If you regularly paste big docs, run /pii-gpu cuda. Otherwise stay on CPU.
- Detection misses are possible. The model card warns about uncommon
names, non-English text, and novel credential formats. For high-stakes
redaction, pair with a regex pass for known token formats (
sk-ant-*, AWS keys, etc.) and review. - Reverse map loss = unrecoverable. Deleting
pii-proxy-map.jsonorphans any tokens still alive in conversation history — they will appear in chat asname-a3f2b1instead of being restored. The HMAC keeps minting consistent for new occurrences. - Streaming token restoration uses a small per-block tail buffer. Tokens that span SSE delta boundaries are still restored correctly; output is delayed by at most one token's worth of streaming (~16 chars).
- Not a compliance tool. Use as part of a privacy-by-design approach, not as standalone anonymization for regulated workloads.
proxy/
server.py HTTP proxy + SSE stream rewriter + admin endpoints
redactor.py payload walker, token map, HMAC minting, streaming restorer
engine.py onnxruntime + tokenizers, length bucketing, BIOES decoder
requirements.txt
commands/ plugin slash commands (/pii-stats, /pii-gpu, ...)
hooks/ SessionStart hook + Windows/POSIX starters
test/
mock_anthropic.py capture-and-echo upstream for round-trip assertions
test_proxy.py 18-assertion mock e2e (streaming + non-streaming)

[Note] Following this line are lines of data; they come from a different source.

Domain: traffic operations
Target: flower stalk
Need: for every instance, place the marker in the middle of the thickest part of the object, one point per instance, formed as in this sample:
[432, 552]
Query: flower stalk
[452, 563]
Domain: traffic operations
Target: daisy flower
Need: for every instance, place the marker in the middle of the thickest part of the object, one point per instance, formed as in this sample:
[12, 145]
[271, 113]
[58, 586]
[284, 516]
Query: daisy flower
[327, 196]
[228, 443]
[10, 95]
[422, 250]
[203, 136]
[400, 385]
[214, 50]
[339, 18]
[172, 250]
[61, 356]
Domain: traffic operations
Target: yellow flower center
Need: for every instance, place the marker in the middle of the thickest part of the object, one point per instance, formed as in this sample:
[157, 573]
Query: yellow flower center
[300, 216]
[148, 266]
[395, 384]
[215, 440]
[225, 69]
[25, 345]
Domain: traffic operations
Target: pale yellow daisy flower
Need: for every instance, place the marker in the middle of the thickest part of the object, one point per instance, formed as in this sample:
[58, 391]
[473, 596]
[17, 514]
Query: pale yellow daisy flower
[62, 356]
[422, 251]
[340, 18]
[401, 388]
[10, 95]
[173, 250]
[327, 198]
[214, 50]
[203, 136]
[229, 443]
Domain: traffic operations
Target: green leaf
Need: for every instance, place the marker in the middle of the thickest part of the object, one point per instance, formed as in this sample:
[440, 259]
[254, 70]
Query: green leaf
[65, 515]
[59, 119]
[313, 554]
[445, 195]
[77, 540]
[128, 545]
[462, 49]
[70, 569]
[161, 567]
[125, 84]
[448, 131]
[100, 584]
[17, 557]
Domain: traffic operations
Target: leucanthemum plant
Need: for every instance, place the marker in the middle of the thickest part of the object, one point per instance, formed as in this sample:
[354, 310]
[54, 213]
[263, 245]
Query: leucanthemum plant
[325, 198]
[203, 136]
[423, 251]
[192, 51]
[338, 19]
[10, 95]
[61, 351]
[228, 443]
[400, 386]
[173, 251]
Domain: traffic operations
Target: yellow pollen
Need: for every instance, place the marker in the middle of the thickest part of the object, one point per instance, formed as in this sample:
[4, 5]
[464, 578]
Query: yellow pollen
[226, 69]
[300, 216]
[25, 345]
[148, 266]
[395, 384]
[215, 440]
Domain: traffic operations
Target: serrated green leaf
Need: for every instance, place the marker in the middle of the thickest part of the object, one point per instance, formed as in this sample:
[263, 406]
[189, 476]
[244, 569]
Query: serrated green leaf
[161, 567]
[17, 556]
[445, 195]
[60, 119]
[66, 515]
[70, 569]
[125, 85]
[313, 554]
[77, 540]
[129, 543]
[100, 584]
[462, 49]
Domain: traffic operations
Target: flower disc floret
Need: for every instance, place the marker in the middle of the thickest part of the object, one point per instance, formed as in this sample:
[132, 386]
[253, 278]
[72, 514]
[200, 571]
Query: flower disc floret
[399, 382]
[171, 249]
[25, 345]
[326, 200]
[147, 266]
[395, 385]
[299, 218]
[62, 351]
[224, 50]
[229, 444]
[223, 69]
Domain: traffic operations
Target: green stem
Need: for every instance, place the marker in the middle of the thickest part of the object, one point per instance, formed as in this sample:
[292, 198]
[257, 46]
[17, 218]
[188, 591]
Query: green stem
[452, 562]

e2e_real.py real-API e2e using your Claude Code subscription
Dockerfile.mock, Dockerfile.test
.claude-plugin/plugin.json
docker-compose.test.yml
install.ps1, install.sh
MIT. See LICENSE.
The openai/privacy-filter model is Apache-2.0; this repo does not
redistribute it — it is downloaded on first use from Hugging Face.